BOLD, ELEGANT: Le Style aims to explore the work of aspiring African fashion designers

She told MM: “We want to explore the talents of emerging designers and provide a platform to showcase their work.

“Many of the designers have never had the opportunity to present their work before, especially in a public setting.”

Loppy started out as a volunteer for Manchester based charity New Step For African Community along with Martha Kuuya-Seidu – another designer involved with the show.

Loppy taught costume making during her time at the organization while also lecturing in Fashion and Clothing at Bradford College.

Coming from a fashion background and having studied Fashion Product Development at Bolton University, she has been designing her whole life.

She said: “I have always been into fashion. And I love to be seen to be wearing something a bit different.”

Her own brand, which is still in its early stages, Miss Loppy is brightly coloured and incorporates African inspired prints with block colours, creating a bold, statement look.

Despite working full time as a health and social care trainer, Loppy designs and makes everything herself including designing for the winner of Miss Zimbabwe UK 2015.

Her client base is varied with customers from all around the world – people from Canada to Australia request her unusual bespoke garments.

Social media has had a profound impact on her brand and the accessibility of African designers’ work in the fashion industry.

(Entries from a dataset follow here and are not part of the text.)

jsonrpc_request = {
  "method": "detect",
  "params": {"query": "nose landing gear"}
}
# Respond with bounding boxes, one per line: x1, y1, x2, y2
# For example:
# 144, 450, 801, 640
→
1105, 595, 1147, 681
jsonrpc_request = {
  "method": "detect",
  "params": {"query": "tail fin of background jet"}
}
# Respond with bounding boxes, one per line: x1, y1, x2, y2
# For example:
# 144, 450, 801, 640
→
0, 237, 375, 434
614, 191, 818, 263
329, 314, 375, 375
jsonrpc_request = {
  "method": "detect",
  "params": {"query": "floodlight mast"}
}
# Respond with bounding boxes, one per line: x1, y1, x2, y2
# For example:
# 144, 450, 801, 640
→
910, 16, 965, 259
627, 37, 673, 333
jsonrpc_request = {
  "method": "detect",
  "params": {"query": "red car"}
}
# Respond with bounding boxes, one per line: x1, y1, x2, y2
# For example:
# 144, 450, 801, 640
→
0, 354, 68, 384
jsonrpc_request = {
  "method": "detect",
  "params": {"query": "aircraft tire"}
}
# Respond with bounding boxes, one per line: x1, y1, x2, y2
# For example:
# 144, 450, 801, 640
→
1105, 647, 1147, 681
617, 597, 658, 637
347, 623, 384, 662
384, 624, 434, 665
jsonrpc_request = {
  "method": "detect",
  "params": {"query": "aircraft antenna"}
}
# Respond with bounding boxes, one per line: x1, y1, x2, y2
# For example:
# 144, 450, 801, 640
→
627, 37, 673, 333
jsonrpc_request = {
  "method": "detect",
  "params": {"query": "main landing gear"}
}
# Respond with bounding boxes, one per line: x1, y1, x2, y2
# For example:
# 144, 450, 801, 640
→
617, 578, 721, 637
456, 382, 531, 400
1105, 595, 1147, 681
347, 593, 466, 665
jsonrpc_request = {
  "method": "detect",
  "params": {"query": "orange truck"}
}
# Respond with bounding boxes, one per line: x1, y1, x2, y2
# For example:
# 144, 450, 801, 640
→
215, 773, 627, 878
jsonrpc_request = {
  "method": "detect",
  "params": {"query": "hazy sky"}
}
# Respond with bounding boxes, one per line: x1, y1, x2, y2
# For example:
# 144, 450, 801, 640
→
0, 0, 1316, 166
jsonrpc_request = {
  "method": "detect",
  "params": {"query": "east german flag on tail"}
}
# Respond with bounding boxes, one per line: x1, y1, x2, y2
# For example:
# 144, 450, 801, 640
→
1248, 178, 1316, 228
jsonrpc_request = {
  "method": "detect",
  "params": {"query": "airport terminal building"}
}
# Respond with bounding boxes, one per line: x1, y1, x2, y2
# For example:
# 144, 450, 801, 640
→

The fashionista said: “The fashion world is very hard to get into, even harder when you are trying to break into a new country, with new people and you don’t know who’s going to buy it.

“As much as you want to… it is difficult to fit in straight away.”

Experiencing this struggle herself is what inspired Loppy to create a forum for the new generation of aspiring designers to get their names and their work out there in the public eye.

She said: “My aim when we designed Le Style was to promote young talents who can make a name for themselves and give back to the community.”

Martha is the designer behind Fashion by Marita, another label featuring at the show.

Martha, also a Zimbabwean designer based in Greater Manchester started her company in 2009 before completing a Fashion and Textile diploma at the Hopwood College.

She excelled at fashion in fabrics in Zimbabwe, inspired by her mother who taught her how to sew at the age of 15.

‘Mixed prints, multi-coloured, contemporary, elegant occasion wear initially for a plus size customer’ is how she would describe her label.

CRAFTSMANSHIP: Loppy and Marth make all their clothes but the shoes and bags are crafted in Nigeria

Like Loppy, Martha constructs her patterns and garments, except for her sandals and bags which she designs but are handcrafted in Nigeria by a skilled craftsman.

Fashion by Marita is currently available to buy on Etsy, but Martha has plans to open an ASOS boutique and a shop for her designs as well as a range of jewellery and accessories.

She has strong core values concerning her brand ethics which include fair payment for staff and paying people for their time and skill.

Le Style is on September 19 from 6-10pm. There will be a catwalk show, live entertainment, food and stalls with goods to purchase during the event.